Para Cortella, há um vínculo entre valores e algumas religiões, mas não é de obrigatoriedade que sejam coerentes (Foto: Nana Higa)
Em entrevista exclusiva, o professor e filósofo comenta: “não existe uma Ética Universal, com validade para todos, o tempo todo, em todos os lugares”
DA REDAÇÃO- “Ética é o conjunto de valores e princípios que usamos para responder a três grandes questões da vida: (1) quero? (2) devo? e (3) posso? Nem tudo que eu quero eu posso; nem tudo que eu posso eu devo; e nem tudo que eu devo eu quero. Você tem paz de espírito quando aquilo que você quer é ao mesmo tempo o que você pode e o que você deve”. Esta é a definição de Mario Sergio Cortella para um conceito aparentemente simples, mas que envolve uma série de questões.
Muito se fala em ética e também em moral. Há diversas opiniões sobre o assunto. O DIÁRIO DE CARATINGA tratou essa temática em sua edição especial de aniversário da cidade, que foi às bancas em 24 de junho de 2016, onde foram ouvidos diversos setores da sociedade. Naquela ocasião citamos Cortella, que foi procurado pela nossa Reportagem, mas não pôde dar a sua contribuição, devido a uma rotina de compromissos agendados.
No entanto, neste mês de setembro, o filósofo, escritor, educador, palestrante e professor universitário encontrou uma “brecha” em sua agenda e respondeu a esta entrevista elaborada pelo DIÁRIO DE CARATINGA, que acabou sendo mais oportuna, por se tratar de um período eleitoral. O papel da Educação na formação do caráter e sobre a corrupção foram alguns dos temas abordados por ele.

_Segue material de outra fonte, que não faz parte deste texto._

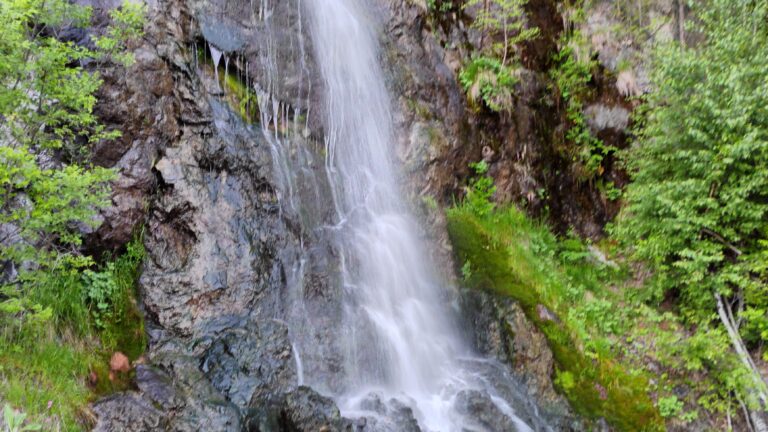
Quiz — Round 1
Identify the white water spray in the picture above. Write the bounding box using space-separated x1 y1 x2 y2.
305 0 544 431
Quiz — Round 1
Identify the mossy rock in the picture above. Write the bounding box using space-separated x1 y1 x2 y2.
448 208 665 431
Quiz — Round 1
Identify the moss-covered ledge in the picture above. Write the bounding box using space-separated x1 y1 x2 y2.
447 207 664 431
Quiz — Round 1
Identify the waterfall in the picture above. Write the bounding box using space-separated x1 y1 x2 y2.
304 0 545 431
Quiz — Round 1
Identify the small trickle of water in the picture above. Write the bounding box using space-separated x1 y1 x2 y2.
304 0 548 432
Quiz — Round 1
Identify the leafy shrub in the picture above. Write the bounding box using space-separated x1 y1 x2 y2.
464 161 496 216
459 56 518 112
550 40 616 176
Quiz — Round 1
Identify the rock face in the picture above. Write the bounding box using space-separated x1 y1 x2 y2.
90 0 627 431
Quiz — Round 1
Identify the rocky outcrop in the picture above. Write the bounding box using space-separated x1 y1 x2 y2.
92 0 342 431
91 0 622 431
462 290 585 430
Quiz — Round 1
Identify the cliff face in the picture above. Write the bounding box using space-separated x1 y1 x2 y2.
84 0 670 431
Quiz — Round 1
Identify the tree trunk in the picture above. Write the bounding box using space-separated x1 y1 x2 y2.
715 294 768 432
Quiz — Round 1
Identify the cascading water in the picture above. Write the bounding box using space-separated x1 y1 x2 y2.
194 0 551 426
296 0 547 431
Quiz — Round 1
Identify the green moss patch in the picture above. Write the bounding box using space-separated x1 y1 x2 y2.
448 207 664 431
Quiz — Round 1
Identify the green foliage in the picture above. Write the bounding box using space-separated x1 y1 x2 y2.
658 395 683 418
464 161 496 216
94 2 147 66
0 0 146 431
3 404 43 432
550 36 616 177
464 0 539 65
459 0 539 112
0 235 147 430
427 0 454 13
459 56 519 112
447 200 663 431
613 0 768 409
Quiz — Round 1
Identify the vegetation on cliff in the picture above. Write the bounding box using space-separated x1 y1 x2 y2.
448 0 768 430
0 0 145 430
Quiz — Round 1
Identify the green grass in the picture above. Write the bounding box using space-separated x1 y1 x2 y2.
0 236 147 431
448 206 664 431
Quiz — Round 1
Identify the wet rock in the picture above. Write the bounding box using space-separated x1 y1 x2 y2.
281 386 352 432
584 104 630 133
201 322 297 408
455 390 519 431
109 352 131 372
360 393 421 432
93 393 168 432
462 290 583 430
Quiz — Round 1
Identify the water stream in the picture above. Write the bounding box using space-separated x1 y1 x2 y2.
198 0 551 426
304 0 540 431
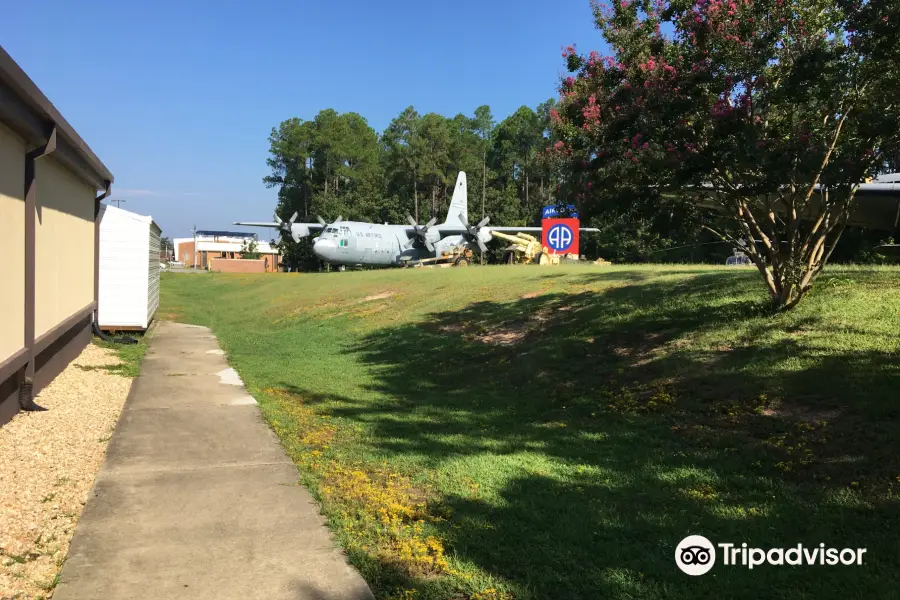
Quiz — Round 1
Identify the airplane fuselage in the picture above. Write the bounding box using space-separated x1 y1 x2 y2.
313 221 465 265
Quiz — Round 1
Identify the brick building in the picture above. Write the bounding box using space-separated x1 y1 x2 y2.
172 230 281 273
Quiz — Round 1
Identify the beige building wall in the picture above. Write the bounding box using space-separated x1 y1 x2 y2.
34 154 96 338
0 124 25 362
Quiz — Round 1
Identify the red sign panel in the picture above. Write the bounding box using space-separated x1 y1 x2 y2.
541 219 579 255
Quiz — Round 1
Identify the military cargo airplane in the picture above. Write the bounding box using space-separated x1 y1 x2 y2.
235 171 598 266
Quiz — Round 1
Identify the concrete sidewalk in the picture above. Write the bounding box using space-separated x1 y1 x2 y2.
53 323 372 600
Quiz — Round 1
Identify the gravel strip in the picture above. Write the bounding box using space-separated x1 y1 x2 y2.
0 344 131 600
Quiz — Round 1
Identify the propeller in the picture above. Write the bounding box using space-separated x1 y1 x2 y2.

Cortella afirma que não existe Ética Individual, mas também não existe uma Ética Universal (Foto: Nana Higa)
É correto afirmar que ética vem de berço?
Se entendermos o “berço” como sendo o início da formação de um ser humano, sem dúvida ali se iniciam as fontes para uma conduta social saudável ou não; contudo, o berço original é apenas uma das condições, pois a liberdade permite que uma pessoa escolha rotas de vida que não deveria.
Qual o papel da escola na formação do caráter do brasileiro?
Sendo a Escola um lugar metódico e estruturado para uma Educação intencional e deliberada, tem bastante influência. Porém, os limites para essa ação formadora encontram interfaces com outras instituições sociais mais poderosas, como a mídia e a família. Vale registrar o que dizia Paulo Freire: “não será a Escola sozinha a mudar o mundo, mas sem ela esse mundo não mudará”.
O brasileiro tem uma noção de ética diferente de pessoas de outras nacionalidades, por exemplo, os japoneses?
Cada cultura tem seu modo próprio de vivenciar os valores e princípios de convivência, embora muitos destes possam ser coincidentes entre as nacionalidades; não existe Ética individual, mas também não existe uma Ética Universal, com validade para todos, o tempo todo, em todos os lugares.
As pessoas costumam generalizar e dizer que faltam princípios cristãos nos corruptos. Mas moral e ética independem dos valores religiosos?
Há um vínculo entre valores e algumas religiões, mas não é de obrigatoriedade que sejam coerentes, dado que uma parte das religiões já patrocinou ou ainda patrocina em certos momentos a prática delituosa e imoral. A corrupção é uma possibilidade humana, oriunda da nossa Liberdade e, por isso, a Religião tem seu limite nessa restrição positiva.
A maioria das pessoas aceita pequenas “malandragens” do dia a dia, mas condena atos de maior proporção. Por que isso acontece?
Por que se esquecem da veracidade da advertência de Mahatma Gandhi: “olho por olho, uma hora acabamos todos cegos”.
Mario Sergio Cortella, nascido em Londrina/PR (1954); filósofo, Mestre e Doutor em Educação, professor-titular da PUC-SP (na qual iniciou a docência e a pesquisa em 1977), professor-convidado da Fundação Dom Cabral. Foi Secretário Municipal de Educação de São Paulo (1991-1992); escritor e conferencista tem presença constante na mídia como âncora, debatedor e comentarista.